Maria Taylor is a historian and theorist of international urban and landscape design and planning, with regional expertise in Eastern Europe, Russia, and Central Asia. Taylor earned her PhD at University of Michigan (Ann Arbor), where she received the Distinguished Dissertation in Architecture Award for her 2019 dissertation on Soviet urban environmental design. Prior to that, Taylor earned a Master of Landscape Architecture at the University of Washington and a MA in Russian, East European and Eurasian Studies at Stanford University. Since 2019, Taylor has taught courses in urban environmental history, landscape architecture and urban planning at the University of Washington in Seattle.
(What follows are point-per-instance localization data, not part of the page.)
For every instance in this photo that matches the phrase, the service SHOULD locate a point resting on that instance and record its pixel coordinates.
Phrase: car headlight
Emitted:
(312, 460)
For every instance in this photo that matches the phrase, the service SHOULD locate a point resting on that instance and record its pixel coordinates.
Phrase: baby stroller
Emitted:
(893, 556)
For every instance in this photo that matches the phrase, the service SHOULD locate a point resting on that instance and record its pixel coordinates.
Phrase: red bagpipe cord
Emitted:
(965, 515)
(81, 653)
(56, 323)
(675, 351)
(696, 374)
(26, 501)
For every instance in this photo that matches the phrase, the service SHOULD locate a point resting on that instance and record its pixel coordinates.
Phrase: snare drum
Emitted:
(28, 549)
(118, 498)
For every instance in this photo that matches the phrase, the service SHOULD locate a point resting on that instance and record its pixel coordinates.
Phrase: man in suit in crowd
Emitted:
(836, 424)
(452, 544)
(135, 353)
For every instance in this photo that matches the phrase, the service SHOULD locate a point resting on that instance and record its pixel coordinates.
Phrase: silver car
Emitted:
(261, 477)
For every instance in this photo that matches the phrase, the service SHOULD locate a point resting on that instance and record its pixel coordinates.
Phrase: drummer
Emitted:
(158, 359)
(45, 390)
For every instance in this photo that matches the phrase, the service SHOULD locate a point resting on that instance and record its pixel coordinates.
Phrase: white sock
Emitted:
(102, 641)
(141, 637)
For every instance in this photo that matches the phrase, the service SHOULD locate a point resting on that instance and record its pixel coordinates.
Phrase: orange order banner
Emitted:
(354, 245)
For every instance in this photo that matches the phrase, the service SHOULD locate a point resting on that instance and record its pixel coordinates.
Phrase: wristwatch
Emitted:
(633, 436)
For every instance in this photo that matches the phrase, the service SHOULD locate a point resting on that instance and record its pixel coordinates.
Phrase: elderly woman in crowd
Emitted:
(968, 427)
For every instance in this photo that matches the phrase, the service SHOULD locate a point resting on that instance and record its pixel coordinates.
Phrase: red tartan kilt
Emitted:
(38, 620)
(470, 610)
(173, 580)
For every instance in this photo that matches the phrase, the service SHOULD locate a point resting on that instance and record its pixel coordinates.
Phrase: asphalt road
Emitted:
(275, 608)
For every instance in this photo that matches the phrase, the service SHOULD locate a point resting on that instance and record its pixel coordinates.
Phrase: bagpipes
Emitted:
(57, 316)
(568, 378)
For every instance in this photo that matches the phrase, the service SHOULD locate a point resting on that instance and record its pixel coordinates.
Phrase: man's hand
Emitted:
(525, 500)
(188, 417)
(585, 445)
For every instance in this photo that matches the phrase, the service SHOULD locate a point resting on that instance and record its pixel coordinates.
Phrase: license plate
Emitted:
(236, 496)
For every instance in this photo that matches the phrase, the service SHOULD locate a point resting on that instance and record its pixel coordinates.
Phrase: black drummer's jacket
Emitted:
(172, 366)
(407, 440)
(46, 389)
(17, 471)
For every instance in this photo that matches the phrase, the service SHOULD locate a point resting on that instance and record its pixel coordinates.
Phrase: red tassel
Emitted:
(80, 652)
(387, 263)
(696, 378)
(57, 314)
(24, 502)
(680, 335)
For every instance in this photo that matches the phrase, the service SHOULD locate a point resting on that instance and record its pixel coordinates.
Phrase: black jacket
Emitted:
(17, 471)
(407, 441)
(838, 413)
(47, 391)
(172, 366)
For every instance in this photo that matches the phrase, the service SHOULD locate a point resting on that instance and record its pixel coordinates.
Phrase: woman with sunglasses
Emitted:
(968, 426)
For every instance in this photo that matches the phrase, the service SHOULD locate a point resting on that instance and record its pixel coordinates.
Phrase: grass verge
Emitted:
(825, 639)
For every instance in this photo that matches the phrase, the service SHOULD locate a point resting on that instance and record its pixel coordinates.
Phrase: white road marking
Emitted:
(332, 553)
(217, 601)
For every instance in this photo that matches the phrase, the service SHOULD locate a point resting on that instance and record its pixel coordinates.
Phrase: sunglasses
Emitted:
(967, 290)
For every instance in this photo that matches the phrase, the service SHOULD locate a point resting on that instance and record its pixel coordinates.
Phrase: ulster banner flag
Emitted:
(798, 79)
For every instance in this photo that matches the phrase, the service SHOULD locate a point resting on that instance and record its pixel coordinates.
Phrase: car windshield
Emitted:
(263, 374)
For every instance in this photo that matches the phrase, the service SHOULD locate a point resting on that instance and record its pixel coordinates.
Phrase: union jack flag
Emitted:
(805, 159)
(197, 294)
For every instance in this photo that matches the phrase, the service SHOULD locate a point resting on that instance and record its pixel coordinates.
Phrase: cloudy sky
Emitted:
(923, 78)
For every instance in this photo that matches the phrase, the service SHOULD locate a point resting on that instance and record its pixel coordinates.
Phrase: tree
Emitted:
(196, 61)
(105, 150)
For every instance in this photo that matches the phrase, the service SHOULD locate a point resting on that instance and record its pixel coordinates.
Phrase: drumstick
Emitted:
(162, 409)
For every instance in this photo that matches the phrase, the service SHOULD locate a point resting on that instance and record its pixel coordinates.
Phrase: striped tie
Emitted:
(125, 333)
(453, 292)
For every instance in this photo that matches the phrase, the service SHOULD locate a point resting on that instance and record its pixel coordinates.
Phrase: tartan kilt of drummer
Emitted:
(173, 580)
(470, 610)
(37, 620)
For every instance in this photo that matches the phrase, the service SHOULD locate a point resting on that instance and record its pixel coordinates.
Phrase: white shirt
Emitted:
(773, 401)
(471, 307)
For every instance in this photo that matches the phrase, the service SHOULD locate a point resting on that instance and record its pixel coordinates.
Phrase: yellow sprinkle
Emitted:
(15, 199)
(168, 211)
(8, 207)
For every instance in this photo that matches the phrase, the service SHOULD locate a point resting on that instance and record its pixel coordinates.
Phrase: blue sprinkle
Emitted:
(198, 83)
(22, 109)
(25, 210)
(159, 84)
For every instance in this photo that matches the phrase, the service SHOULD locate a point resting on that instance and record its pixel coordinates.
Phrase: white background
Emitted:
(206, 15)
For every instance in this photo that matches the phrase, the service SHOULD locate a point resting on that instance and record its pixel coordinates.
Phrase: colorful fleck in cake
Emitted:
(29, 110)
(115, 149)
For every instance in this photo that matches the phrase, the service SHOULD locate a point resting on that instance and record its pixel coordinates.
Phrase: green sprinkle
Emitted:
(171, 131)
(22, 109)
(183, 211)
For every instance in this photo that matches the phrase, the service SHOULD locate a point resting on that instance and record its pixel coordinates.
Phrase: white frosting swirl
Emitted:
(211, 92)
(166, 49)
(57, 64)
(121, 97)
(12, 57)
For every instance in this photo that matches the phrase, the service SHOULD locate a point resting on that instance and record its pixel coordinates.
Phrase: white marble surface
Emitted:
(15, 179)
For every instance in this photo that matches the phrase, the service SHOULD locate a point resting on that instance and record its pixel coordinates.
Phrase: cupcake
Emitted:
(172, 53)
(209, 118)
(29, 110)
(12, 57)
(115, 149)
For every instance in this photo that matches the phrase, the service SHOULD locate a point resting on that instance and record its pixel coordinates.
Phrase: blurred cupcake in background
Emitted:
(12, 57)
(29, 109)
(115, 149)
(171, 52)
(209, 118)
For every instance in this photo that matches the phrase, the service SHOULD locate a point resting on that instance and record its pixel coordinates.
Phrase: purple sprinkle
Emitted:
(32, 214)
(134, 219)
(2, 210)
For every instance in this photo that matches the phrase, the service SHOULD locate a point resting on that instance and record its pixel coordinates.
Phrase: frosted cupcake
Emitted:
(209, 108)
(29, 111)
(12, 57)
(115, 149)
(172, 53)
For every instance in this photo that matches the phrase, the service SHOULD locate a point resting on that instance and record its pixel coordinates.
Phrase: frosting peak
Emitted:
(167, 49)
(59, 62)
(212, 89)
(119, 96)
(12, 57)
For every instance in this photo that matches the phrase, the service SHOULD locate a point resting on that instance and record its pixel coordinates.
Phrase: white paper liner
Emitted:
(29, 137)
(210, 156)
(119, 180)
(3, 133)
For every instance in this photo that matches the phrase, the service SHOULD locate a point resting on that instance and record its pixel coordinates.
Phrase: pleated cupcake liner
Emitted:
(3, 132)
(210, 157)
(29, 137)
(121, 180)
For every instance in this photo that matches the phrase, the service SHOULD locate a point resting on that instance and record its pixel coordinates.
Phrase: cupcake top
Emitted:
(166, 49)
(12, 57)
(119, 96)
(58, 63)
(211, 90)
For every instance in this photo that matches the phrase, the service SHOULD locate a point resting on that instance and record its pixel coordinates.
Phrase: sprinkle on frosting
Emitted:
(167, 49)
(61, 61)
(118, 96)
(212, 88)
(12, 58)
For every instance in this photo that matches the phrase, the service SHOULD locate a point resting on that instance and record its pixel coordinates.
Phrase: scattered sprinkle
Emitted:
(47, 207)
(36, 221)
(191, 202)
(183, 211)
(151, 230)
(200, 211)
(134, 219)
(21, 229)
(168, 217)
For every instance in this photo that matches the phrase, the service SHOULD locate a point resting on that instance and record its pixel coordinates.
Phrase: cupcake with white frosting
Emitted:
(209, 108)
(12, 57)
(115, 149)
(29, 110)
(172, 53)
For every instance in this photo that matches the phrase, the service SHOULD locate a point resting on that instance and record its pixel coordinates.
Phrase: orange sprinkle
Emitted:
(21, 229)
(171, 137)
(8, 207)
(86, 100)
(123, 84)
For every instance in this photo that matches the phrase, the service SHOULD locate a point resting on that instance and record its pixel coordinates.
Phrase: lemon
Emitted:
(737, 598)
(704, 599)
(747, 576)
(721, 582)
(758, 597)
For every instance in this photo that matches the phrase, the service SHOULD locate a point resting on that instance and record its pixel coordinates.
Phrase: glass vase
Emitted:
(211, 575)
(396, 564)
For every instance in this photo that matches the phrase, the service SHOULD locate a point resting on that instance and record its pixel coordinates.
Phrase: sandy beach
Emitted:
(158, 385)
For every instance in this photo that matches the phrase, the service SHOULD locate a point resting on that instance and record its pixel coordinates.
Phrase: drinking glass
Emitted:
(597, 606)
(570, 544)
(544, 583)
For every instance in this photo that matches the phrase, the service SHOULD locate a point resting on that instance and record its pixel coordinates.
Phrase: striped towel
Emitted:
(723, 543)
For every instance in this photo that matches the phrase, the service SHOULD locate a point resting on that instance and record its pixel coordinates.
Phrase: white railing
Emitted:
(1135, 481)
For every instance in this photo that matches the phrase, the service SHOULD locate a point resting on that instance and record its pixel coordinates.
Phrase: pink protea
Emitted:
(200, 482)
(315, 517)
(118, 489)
Taylor’s work engages broadly with the development, circulation and politicization of environmental knowledge and design praxis in (post)socialist and (post)colonial settings; the complex cultural and geophysical agency of urban ecologies; and comparative histories of environmental art, activism and policies. Taylor’s current book project, Fusing Forest and Factory: The Green Dream of Soviet Civic Engineering, critically explores urban afforestation and ecological design efforts as city-shaping projects of transformation, assessing how the greening of iconic industrial zones, mass housing districts, and civic ensembles shaped the growth of socialist environmental activism.
In the Spring semester she will teach a seminar on “Trees, Toxics, Transformation,” which will consider the 20th-century intersection of politics, plants and town planning, using a range of non-Western case studies to frame the history and future of society-nature relations beyond the Capitalocene.